I’ve felt this way many times. I woke up early this morning, before dawn, from a dream about the last person who shut me out, and I feel the echo of it even now – this striving, desperate wish to break through the stoppage and get them to SEE me, to acknowledge me, and yes, to love me.
I wish I could stop getting into relationships like these. After the pattern has unraveled itself two, three, four times, you’d think I’d be able to see it coming from a mile away. But sometimes you’re already in it, you’ve already started to become fond of someone, when you realize with surprise – oh, no – there’s that feeling again. And since the threat of abandonment is the surest way to get me to latch on and cling for dear life (trust me, I’m not proud of it) the cycle begins anew. I’m getting better at handling the endings, but I still carry the memory of that feeling, and I dread the next time it strikes.
I suppose the easy answer would be to run, don’t walk, away from the person who makes you feel that way. The FIRST time.
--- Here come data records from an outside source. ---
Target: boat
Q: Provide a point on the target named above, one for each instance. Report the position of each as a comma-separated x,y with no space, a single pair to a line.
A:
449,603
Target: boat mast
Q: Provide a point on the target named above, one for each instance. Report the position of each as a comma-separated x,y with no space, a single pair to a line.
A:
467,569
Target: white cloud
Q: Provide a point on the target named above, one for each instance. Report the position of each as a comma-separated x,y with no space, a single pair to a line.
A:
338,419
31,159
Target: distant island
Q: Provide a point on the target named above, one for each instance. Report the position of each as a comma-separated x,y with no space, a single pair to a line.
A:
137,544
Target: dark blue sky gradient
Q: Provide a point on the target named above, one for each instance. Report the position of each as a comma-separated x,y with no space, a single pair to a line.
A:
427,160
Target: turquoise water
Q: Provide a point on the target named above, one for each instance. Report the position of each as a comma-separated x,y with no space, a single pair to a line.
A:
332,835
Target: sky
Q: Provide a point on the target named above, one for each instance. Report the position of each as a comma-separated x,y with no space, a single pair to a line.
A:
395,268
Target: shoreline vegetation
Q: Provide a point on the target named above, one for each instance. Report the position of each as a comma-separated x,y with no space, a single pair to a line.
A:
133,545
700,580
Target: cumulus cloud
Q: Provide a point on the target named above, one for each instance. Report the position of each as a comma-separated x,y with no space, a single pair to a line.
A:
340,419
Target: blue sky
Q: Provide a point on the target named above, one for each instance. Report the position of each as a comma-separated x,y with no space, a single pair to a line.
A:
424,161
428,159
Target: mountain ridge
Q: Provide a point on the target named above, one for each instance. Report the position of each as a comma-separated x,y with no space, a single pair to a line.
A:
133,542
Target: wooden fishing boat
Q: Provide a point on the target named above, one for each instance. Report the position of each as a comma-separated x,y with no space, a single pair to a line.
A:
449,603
No more doubting yourself (Maybe I was wrong to make that demand, Ze has had a hard day, I should give ze space, blah blah blah) – just accept that this person has proven willing to withhold from you. And yet, we all withhold from each other from time to time, don’t we? I mean, *I* don’t because I was trained from a very early age to be there for anyone and everyone and that emotional support was the only thing I could give to anyone (thanks, mom!) – but I’m not healthy. Obviously. How does one find the middle way, between having boundaries as porous as swiss cheese, and boundaries as sharp and spiky as rock?